- Directed by: Rebel Wilson
- Written by: Rebel Wilson
- Produced by: Rebel Wilson; Matt Williams;
- Starring: Rebel Wilson; Jennifer Coolidge; Randall Park; Nicole Scherzinger; Sheridan Smith; Sally Hawkins;
- Cinematography: Tim Maurice-Jones
- Production companies: Live Nation Entertainment; Future Artists Entertainment; Camp Sugar Productions;
- Release date: September 11, 2026 (TIFF);
- Countries: United States; United Kingdom; Australia;
- Language: English

= Girl Group (film) =

Girl Group is an upcoming comedy film directed, written, and produced by Rebel Wilson. Wilson stars alongside Jennifer Coolidge, Randall Park, Nicole Scherzinger, Sheridan Smith, and Sally Hawkins. A fictional girl group named Girlfriends will be played by Wilson, Ashley Roberts, Melanie Chisholm, and Shaznay Lewis.

==Production==

In November 2019, Lionsgate acquired Seoul Girls, a K-pop comedy written by Rebel Wilson. Wilson was attached to star in and produce the film through her Camp Sugar banner, alongside Alison Owen and Debra Hayward of Monumental Pictures. The screenplay follows a Korean American high school student and her friends as they enter a global talent competition for the chance to open for the world’s biggest K-pop boy band. Along the way, they receive guidance from a former British girl-group member and an ex-K-pop trainee while trying to earn their place on an international stage.

In February 2020, Wilson said that her interest in K-pop reflected the Asian cultural influences she experienced growing up in Australia, which was also being considered as a filming location. She described Seoul Girls as a Pitch Perfect-style film about a diverse group of teenage girls, and said that her first screenplay aimed to expand opportunities and representation in terms of ethnicity, body type, and identity. By May 2023, Wilson shifted her attention to her feature directorial debut, The Deb, an Australian musical comedy adapted from the stage musical of the same name. Production was scheduled to begin in Australia in September 2023. Later in 2024, Wilson and several producers became involved in legal disputes over allegations of defamation and misconduct.

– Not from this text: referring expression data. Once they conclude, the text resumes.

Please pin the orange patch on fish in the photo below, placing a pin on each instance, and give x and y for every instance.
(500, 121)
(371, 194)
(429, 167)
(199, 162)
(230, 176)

Earlier that April, Owen had said that the project, by then titled Girl Group, remained on Monumental Pictures’ slate and would proceed "when Rebel has some time".

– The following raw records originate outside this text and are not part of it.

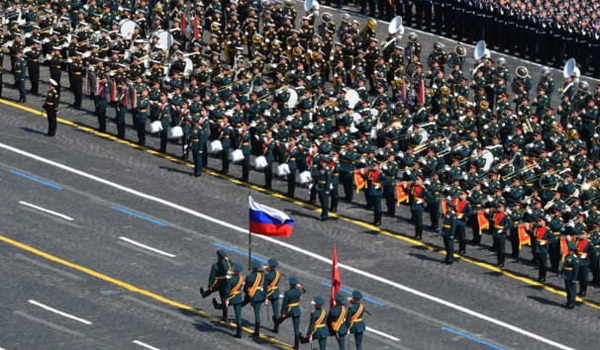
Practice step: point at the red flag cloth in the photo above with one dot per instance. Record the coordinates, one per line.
(183, 22)
(421, 92)
(196, 29)
(336, 280)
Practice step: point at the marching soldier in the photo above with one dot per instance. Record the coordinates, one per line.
(271, 290)
(253, 290)
(233, 297)
(542, 236)
(448, 231)
(336, 320)
(290, 307)
(20, 72)
(33, 66)
(570, 273)
(418, 195)
(354, 321)
(500, 224)
(51, 106)
(217, 279)
(322, 183)
(317, 324)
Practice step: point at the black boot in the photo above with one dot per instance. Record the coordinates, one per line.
(238, 332)
(296, 342)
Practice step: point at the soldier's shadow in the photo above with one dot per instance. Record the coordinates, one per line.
(544, 301)
(33, 131)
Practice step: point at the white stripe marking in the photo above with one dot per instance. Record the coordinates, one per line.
(63, 216)
(291, 247)
(64, 314)
(146, 247)
(145, 345)
(385, 335)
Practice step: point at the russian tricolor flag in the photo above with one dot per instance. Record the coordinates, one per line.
(269, 221)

In 2025, Wilson was additionally attached as the director with Matt Williams of Future Artists Entertainment and Live Nation Entertainment joining in as a producer. Owen and Hayward dropped out. Wilson departed from the project’s original K-pop premise, reworking it into a broader pop-music comedy. The producers conducted a nationwide US search to cast the young performers playing the girl group Wilson's character would mentor. Principal photography began in the United Kingdom in September 2025, with Randall Park, Sheridan Smith, Jamie-Lee O'Donnell, Guz Khan, and Loren Gray announced among the cast. Ashley Roberts of the Pussycat Dolls, Mel C of the Spice Girls, and Shaznay Lewis of All Saints were cast as members of Wilson’s former girl group, Girlfriends. The following month, Jennifer Coolidge, Nicole Scherzinger, and Jolene Blalock joined the cast; Scherzinger’s casting reunited her with Roberts. Filming concluded that same month, with Smith confirmed as part of the girl band Girlfriends. In November 2025, Wilson announced the seven newcomers cast as Xplode, the film’s titular pop band: Bailey Stender, Chabely Ponce, Daniela Couso, Mia Kaplan, Miracle Washington, Ana Yi Puig, and Lilah Pate. That same month, Judi Love confirmed that she had joined the cast.

== Music ==

Wilson co-write several of the film’s songs with Alana Da Fonseca, who previously worked on the Pitch Perfect series.

==Release==
The film is scheduled to premiere at the Toronto International Film Festival on September 11, 2026.
==Reception==
On review aggregator Rotten Tomatoes, the film holds an approval rating of 31% based on 13 reviews, with an average rating of 4/10. Metacritic, which uses a weighted average, assigned the film a score of 21 out of 100, based on 6 critics, indicating "generally unfavorable reviews".